Respond 250
Do you think IGOs create a convergence of state interest?
Convergence of state interest goes along the same line as socialization with both influenced by interact with other entities (Greenhill 2010, Tanninchev 2015). I think of two examples; US/Soviet cessation of the Cold War (Horelick 1989) and the UK/North Ireland Good Friday Agreement (Mageean and O’Brien 1998).

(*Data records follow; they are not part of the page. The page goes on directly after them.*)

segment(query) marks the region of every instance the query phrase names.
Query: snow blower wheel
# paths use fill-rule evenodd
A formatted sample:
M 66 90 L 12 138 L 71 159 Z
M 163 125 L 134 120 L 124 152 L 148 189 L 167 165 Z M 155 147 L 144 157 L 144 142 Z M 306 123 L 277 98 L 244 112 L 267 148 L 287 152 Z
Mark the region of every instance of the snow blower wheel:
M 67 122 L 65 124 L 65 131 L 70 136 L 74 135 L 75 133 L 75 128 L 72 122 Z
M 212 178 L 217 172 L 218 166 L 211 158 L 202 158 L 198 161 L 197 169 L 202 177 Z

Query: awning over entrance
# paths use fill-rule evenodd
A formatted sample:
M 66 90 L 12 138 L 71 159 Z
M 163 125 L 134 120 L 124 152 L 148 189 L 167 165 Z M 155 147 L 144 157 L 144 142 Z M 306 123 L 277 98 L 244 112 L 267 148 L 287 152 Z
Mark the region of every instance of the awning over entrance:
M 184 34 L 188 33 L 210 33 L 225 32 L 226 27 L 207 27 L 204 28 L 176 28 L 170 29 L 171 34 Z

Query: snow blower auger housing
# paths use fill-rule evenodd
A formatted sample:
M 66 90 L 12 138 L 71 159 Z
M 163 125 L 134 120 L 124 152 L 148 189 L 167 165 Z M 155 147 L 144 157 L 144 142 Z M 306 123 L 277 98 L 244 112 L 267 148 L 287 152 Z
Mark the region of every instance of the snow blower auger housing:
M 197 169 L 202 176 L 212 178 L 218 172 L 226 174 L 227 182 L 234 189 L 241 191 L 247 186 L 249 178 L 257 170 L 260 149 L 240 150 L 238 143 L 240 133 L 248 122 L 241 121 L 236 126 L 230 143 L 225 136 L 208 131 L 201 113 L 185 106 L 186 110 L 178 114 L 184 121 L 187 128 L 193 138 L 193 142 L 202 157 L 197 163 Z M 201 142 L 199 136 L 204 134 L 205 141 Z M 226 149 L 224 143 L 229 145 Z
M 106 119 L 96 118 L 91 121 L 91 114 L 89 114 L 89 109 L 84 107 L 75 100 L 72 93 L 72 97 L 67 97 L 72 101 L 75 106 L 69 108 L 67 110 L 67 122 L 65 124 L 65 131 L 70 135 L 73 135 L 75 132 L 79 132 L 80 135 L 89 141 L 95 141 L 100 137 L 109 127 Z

Since the inception of the Cold War, the US and Soviet Union faced off across the globe both economically (free market versus communism) and militarily (the Cuban Missle Crisis nearly escalated into nuclear war). Robert McNamara, for Secretary of Defense under President Johnson agrued “that the more each reacted to the other’s escalation, the more they had chosen “an insane road to follow.” (Department of State n.d.). Both countries distrusted one another deeply and sought influence around the globe. SALT I and II (never ratified but agreed upon) sought to limit further escalation and stabilize relations (ibid).
The Good Friday Agreements (Kelly n.d.) brought an end to the period known as The Troubles in Northern Ireland. Factions on both sides, Westminister and Belfast, finally agreed to end hostilities with consessions made on both sides. The landmark deal, chaired by Senator George Mitchell at the behest of President Clinton, was the first unification step subsequently follwoed by several other agreements (Landow and Sergie 2020).
This question recalled just one country and its effort towards socialization and that is post WWII Germany. By any reasonable standard, Germany’s post war reconciliation (Rienzi 2015, Johns Hopkins 2015) and reintegration into the global community is the benchmark for other countries to emulate (Evans 2018). Its turn around post-World War II enabled it to be a world leader today. Greenhill (2010) determined, “IGOs can change state behavior through a process of socialization calls for a more optimistic assessment of the effects of participation in international institutions”. In Germany’s case, he is on point though it was considerable internal effort that put the country toward its current status (Rienzi 2015, Johns Hopkins 2015, Evans 2018). His basic point is laying with dogs will get you fleas.
I believe, overall, this is true. Greenhill states, “…socialization effects refer to behavioral changes that presumably come about through changes in the actors’ interest” (2010). However, outliers show the limited effect of OIGs. Russia, North Korea and China, are all members of numerous IGOs but all still have questionable human rights records (HRW n.d.) (HRW n.d.) (HRW n.d.). They are certainly not the only countries with questionable records but, I observe, they are the ones most focused on by the international community. Socialization can occurs but the countries must pursue change, sometimes with help (sanctions) (McMahon 2006), and sometimes with internal forces (Rienzi 2015).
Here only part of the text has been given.